Un consensus avait été organisé par les démocraties du "monde libre", permettant à Franco de bénéficier de l'attribution en 1950, de 62 millions de dollars de crédits votés par le Congrès américain . Dans la même année, l'assemblée générale de l'O.N.U. annule la résolution qui interdisait l'adhésion de l'Espagne fasciste aux institutions internationales des Nations Unies. En 1951, on peut citer la rencontre de Forest Sherman avec Franco, permettant aux forces militaires américaines de s'implanter en Espagne au nom de la guerre froide et au mépris du contentieux franquiste.
En 1952, la communauté internationale permet l'admission de l'Espagne à l'Unesco et, après plusieurs victoires de la diplomatie franquiste (pacte de Madrid, Concordat avec le Saint-Siège...), le Congrès de l'Union interparlementaire vote l'admission de l'Espagne franquiste à siéger à l'O.N.U. Nous sommes en août 1955. Franco ouvre grand les portes du pouvoir à l'Opus Dei.
Les Etats-Unis ont toujours été présents, il faut s'en souvenir, à grands coups de crédits et de prêts internationaux.
En 1959, Eisenhower est en visite officielle en Espagne.
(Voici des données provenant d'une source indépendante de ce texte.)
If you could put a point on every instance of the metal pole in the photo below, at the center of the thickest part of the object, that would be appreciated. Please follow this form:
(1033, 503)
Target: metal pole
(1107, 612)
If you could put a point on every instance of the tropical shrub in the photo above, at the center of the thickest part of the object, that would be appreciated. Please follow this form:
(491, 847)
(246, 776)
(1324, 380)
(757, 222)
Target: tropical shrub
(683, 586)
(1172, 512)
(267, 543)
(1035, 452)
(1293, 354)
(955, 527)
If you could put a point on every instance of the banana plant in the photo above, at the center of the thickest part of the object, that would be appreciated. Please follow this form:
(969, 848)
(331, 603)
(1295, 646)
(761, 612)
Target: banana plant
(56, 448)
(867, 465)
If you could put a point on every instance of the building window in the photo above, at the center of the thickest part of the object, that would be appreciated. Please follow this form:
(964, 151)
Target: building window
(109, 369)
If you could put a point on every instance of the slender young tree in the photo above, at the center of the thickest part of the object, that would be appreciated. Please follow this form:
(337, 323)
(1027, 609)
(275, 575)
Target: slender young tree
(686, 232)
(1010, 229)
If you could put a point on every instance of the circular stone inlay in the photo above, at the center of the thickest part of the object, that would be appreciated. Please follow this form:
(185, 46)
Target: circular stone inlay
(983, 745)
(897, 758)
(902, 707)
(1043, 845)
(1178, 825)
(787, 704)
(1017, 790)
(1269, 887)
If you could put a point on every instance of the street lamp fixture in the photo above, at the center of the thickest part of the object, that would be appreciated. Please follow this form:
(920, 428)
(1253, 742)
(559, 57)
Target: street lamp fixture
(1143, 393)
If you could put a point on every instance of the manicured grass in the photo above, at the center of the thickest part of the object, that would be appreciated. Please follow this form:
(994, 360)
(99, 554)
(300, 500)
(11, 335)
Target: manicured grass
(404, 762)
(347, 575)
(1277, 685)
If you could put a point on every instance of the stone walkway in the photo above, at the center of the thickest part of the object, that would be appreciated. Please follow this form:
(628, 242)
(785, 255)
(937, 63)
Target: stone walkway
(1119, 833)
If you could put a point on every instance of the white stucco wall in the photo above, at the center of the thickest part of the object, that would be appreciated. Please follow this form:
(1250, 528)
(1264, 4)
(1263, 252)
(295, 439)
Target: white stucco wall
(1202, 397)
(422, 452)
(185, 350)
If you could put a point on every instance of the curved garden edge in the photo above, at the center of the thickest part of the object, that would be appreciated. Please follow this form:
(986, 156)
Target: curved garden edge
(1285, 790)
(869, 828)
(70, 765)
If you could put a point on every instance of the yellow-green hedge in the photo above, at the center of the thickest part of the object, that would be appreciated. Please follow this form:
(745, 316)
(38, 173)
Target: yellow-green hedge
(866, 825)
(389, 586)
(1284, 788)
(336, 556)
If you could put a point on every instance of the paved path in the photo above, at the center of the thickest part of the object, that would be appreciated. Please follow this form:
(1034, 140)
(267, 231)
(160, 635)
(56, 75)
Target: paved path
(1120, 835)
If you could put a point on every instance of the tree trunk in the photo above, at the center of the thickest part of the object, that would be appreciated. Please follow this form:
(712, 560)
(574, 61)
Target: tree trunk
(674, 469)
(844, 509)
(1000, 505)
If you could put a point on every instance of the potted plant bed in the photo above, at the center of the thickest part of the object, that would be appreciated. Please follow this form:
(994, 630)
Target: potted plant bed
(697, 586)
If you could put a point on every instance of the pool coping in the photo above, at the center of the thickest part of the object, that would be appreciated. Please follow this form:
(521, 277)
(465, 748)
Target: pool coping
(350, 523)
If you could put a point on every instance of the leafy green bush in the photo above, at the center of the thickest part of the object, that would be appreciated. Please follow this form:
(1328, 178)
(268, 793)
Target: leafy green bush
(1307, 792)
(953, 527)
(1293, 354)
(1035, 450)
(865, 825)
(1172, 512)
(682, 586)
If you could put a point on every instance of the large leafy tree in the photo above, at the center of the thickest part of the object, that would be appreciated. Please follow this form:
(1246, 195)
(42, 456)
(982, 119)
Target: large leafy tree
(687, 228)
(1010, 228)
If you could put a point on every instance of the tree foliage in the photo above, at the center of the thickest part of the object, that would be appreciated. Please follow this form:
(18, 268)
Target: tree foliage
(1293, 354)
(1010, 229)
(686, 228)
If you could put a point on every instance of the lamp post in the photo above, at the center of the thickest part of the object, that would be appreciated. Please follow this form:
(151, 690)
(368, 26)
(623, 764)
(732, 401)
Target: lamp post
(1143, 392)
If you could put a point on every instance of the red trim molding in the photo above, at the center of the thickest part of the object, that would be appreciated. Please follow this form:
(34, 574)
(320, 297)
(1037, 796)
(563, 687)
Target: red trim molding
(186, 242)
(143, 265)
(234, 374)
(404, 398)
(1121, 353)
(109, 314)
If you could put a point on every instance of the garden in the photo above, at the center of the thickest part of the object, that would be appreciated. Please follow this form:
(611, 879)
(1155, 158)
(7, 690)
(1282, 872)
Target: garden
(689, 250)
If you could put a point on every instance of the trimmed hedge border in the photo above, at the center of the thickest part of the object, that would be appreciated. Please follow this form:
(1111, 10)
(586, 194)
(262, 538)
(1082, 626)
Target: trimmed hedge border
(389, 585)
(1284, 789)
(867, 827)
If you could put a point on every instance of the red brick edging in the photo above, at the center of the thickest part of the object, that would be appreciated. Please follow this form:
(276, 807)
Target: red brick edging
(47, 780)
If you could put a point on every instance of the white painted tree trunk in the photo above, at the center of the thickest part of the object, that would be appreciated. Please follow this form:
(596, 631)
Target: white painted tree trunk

Tout cela - et bien d'autres événements diplomatiques - va permettre à Franco de s'affirmer, les mains lavées par la diplomatie internationale et "la tête haute", et de consolider sa reconnaissance. Pendant ce temps-là, le ministère de l'intérieur continue de garrotter, de fusiller sans procès et le monde ferme les yeux.
La situation a aujourd'hui changé, on  n'a plus besoin de défendre le fascisme. Il est là, partout, victorieux et exclusif. Par contre,  alors que depuis la mort de Franco, on ne pratique plus le garrottage  contre les militants  C.N.T.,  il a bien fallu trouver  un moyen de réduire le mouvement en loucedé. Les bétonneurs vont s'en occuper.